How to sum the second column's values according to the first column's value in a pytorch t-CodePudding

I've a tensor in pytorch, its first column's value choice is limited, but its second column's value is freely chosen, e.g:

val = torch.tensor([[1,233],
                    [1,222],
                    [2,333],
                    [2,3234],
                    [2,3242],
                    [2,3234],
                    [3,234],
                    [3,234],
                    [4,323]])

Now I want to sum all values in the second column if their correspoding first column's values are same, the output should be as following:

output_val=torch.tensor([[1,455],
                 [2,10043],
                 [3,468],
                 [4,323]])

I want to use pytorch's tensor-support APIs to hanlde this task instead of using python's for/while loop programming because I've more than billions of records to do this kind of handling, the for/while looping code will consume more than several days, and any suggestion is welcom. Thanks!

CodePudding user response：

You are looking for index_add_, where your first column is the index and the second one is src.

CodePudding user response：

Thanks for suggestions from @Shai and @Alexander-guyer, finally I've got the full solution to fully utilize the pytorch's parallel computing power（with its APIs） to do this kind of handling. The following is my final solution:

Input value tensor is:

val = torch.tensor([[1,233],
                    [1,222],
                    [2,333],
                    [2,3234],
                    [2,3242],
                    [2,3234],
                    [3,234],
                    [3,234],
                    [4,323]])

Now get its first and second columns into val0 and val1:

val0=val[:,0]
val1=val[:,1]

Now, use the torch.unique() to get its first column's unique values into uniq_val0, and get the inversal_index into index0:

uniq_val0, index0=torch.unique(val0, return_inverse=True)
zero_sum=torch.zeros(uniq_val0.shape, dtype=torch.int64)

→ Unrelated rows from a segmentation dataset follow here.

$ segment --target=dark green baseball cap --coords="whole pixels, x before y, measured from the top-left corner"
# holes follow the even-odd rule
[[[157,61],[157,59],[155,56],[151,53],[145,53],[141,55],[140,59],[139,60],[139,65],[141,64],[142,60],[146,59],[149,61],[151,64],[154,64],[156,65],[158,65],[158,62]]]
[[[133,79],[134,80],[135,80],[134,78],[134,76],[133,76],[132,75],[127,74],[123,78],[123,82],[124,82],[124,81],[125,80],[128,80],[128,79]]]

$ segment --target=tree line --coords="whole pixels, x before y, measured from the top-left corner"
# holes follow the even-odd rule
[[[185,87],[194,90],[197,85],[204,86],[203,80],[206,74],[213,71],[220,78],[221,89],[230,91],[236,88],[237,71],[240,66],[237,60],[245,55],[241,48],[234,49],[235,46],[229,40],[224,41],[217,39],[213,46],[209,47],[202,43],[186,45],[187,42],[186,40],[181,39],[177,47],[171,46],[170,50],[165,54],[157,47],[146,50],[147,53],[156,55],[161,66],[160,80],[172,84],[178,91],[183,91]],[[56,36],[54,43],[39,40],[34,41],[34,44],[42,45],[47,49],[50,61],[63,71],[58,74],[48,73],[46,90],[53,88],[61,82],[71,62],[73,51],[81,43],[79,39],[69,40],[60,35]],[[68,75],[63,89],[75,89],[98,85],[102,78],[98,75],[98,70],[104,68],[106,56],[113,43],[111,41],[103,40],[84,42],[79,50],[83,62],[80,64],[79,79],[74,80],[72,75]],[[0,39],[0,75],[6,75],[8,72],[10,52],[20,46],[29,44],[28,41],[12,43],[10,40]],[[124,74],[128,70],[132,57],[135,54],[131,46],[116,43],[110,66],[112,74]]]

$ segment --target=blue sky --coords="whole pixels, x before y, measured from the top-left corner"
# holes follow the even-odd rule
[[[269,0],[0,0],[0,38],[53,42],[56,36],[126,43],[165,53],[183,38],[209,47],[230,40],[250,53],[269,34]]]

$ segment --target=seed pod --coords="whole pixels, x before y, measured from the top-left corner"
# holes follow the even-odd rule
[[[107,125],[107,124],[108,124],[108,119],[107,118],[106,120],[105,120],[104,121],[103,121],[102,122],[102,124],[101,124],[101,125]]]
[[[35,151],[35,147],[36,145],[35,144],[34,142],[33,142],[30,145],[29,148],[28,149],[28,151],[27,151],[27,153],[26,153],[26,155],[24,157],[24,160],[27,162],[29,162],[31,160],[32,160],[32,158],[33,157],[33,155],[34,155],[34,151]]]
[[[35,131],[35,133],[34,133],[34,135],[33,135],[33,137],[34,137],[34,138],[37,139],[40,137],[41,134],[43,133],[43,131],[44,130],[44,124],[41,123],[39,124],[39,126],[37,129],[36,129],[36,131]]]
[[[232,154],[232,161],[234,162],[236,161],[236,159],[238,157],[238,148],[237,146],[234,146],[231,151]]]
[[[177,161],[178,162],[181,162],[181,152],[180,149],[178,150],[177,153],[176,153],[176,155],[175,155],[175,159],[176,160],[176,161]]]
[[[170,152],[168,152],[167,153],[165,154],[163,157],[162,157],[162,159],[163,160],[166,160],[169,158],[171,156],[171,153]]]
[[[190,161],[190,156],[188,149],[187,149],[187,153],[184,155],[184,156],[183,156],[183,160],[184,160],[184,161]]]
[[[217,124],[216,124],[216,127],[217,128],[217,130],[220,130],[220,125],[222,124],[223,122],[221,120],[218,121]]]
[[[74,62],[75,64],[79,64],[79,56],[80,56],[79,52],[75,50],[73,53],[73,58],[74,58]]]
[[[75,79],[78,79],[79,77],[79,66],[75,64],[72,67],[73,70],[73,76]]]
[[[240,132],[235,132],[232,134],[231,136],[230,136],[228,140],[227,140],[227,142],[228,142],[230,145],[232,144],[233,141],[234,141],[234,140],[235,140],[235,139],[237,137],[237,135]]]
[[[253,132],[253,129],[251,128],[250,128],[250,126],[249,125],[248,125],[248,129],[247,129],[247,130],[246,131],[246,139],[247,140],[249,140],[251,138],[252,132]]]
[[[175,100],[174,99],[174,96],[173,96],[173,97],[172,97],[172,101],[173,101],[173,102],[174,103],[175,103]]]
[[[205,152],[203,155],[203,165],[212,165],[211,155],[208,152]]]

Now, we could index_add_() to get the values' sum we want with the index0 we got from previous step:

output_val1=zero_sum.index_add_(0, index0, val1)

Now, we could stack the uniq_val0 and output_val1 togather, this is what we want:

output_val=torch.stack((uniq_val0, output_val1),-1)

Now, check the value, it's just what we want:

print(output_val)

tensor([[    1,   455],
        [    2, 10043],
        [    3,   468],
        [    4,   323]])